压缩感知理论的核心思想是先挖掘信号的稀疏特性,再利用非线性重建算法恢复原始信号(Donoho,2006;付明柏,2013;孔德辉,2017;郑雪辰,2019)。由于地震波场具有连续性,缺失或不规则的地震数据可以通过压缩感知理论得到恢复(Candès et al,2006a)。时间域的地震观测数据的频率信息通常较为丰富,然而经过地层的滤波作用,实际采集到的地震数据的频谱宽度会受到限制(孔德辉,2017),使得地震数据在频率域则表现出稀疏性(Herrmann,Hennenfent,2008;Zhou et al,2015)。基于上述特性,在采集条件有限的情况下,根据压缩感知理论,重建缺失的地震数据可在一定程度上弥补地震数据不足的问题(Zhang et al,2007;Wang et al,2016;孔德辉,2017)。
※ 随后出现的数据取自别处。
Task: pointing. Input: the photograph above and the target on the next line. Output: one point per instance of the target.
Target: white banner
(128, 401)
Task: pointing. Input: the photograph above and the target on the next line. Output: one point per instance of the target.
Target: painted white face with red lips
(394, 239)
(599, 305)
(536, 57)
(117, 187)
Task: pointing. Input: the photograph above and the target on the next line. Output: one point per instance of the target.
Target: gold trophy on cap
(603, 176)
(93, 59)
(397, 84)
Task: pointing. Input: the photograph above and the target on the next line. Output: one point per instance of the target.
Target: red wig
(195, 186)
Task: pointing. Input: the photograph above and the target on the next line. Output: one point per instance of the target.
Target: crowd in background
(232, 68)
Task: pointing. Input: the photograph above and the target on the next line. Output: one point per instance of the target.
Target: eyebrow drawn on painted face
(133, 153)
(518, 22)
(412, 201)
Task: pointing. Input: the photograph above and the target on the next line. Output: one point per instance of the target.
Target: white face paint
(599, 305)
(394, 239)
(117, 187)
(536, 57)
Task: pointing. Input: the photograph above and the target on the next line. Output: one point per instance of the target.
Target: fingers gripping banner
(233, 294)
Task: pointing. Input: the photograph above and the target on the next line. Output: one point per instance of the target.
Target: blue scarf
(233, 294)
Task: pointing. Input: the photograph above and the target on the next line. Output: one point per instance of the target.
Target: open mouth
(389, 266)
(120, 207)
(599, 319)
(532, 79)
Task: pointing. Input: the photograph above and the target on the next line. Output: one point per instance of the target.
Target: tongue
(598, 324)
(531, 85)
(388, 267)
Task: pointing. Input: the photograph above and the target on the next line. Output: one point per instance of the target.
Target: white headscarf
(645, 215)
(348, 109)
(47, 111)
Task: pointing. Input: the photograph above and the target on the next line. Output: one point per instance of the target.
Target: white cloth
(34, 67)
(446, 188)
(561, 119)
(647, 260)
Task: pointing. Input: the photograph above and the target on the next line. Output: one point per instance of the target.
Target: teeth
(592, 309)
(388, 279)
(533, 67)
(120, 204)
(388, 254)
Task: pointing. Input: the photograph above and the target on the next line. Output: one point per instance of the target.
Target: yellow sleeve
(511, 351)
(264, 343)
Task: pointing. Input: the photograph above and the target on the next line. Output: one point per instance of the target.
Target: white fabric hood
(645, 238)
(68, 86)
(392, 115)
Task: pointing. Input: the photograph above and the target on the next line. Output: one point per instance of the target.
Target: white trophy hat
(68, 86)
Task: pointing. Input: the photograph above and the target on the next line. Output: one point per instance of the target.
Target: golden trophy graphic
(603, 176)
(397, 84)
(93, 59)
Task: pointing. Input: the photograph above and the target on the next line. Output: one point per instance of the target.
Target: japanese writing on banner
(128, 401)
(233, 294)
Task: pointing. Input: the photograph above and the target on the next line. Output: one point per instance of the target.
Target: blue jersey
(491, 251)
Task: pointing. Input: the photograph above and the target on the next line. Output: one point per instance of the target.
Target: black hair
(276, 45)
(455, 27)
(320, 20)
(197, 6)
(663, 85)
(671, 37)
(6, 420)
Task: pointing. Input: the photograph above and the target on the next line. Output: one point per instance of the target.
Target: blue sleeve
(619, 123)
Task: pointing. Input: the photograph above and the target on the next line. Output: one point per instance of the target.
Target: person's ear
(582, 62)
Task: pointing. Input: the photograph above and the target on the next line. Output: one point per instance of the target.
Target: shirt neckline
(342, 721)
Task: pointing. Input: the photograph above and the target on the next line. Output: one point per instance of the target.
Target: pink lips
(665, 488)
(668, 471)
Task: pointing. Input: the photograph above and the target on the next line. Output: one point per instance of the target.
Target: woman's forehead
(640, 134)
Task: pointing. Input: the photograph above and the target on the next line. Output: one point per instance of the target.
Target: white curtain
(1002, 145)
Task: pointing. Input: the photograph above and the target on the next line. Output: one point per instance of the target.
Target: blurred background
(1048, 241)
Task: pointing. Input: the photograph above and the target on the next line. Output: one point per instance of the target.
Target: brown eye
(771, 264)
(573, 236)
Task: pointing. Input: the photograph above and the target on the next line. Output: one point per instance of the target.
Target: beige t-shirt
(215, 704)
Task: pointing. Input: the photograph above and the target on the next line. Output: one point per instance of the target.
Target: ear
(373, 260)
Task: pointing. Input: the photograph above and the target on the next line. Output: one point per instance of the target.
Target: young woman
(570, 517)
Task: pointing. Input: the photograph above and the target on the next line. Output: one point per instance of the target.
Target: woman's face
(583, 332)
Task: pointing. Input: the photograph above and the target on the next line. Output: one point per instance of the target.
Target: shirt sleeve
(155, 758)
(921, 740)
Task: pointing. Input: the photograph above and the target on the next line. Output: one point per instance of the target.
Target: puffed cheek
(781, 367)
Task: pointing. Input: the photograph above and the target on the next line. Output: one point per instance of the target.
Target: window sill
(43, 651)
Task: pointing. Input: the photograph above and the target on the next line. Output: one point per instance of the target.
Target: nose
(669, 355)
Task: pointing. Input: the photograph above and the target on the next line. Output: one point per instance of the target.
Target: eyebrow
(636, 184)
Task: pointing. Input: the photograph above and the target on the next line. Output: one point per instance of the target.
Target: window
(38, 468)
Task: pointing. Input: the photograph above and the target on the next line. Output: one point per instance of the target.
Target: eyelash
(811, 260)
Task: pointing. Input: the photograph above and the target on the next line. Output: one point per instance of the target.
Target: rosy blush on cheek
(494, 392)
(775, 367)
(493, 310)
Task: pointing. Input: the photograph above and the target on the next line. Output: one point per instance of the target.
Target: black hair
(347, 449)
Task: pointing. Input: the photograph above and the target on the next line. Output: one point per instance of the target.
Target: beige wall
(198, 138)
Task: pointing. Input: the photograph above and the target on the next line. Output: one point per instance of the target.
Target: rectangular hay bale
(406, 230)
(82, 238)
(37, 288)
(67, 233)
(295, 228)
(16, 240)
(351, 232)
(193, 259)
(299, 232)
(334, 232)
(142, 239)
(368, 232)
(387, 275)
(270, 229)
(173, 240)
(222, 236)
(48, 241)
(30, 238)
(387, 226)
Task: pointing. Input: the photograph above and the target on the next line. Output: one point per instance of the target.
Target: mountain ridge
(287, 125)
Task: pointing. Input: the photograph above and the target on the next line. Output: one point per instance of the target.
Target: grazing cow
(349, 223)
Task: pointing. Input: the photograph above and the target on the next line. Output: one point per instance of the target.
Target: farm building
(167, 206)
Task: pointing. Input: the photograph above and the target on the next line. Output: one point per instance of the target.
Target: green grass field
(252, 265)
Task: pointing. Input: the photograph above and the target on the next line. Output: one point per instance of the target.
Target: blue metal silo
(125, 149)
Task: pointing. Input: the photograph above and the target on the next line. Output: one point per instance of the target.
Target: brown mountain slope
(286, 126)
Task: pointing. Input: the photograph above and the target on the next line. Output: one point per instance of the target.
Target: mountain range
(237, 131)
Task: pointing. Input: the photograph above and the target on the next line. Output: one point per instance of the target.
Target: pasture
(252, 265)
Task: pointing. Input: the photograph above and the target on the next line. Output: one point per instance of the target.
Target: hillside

压缩感知理论数据重建方法已很好地应用于油气地震勘探(Herrmann,Hennenfent,2008;曹静杰等,2012,2017,2020;白兰淑等,2014;Cao et al,2015;Bai et al,2020),而在天然地震采集和数据处理中的相关讨论却不多见。实际上,由于受环境和场地限制,天然地震数据采集同样存在缺失和不规则的问题,并且由于采集台站分布的不规则,天然地震的数据重建更加富有挑战性。Ismael等(2012)在地震台站布设空区进行地震数据模拟重建,并计算震源机制解,结果表明由该重建数据计算得到的震源机制解结果与基于周边台站实际采集数据计算的震源机制解结果吻合。白兰淑等(2022)采用压缩感知方法获得了高分辨率接收函数叠加成像。压缩感知方法作为一种新兴的采样及信号恢复方法,能很好地从非完备和非精确的采集数据中恢复出稳定的采样信号(Candès et al,2006b),且基于压缩感知理论重建人工地震数据已经取得了一些成果,但是对于天然地震波形的重建更加复杂,如何在采集台站不规则的情况下提出可靠的重建天然地震数据的方案是科研人员面临的比较困难的问题。人工地震勘探数据重建道间距小,相邻道所记录的波形具有良好的一致性,我国大陆天然地震观测台站最小间距不足30 km,不同台站记录的远震波形同样具有一定的相似性。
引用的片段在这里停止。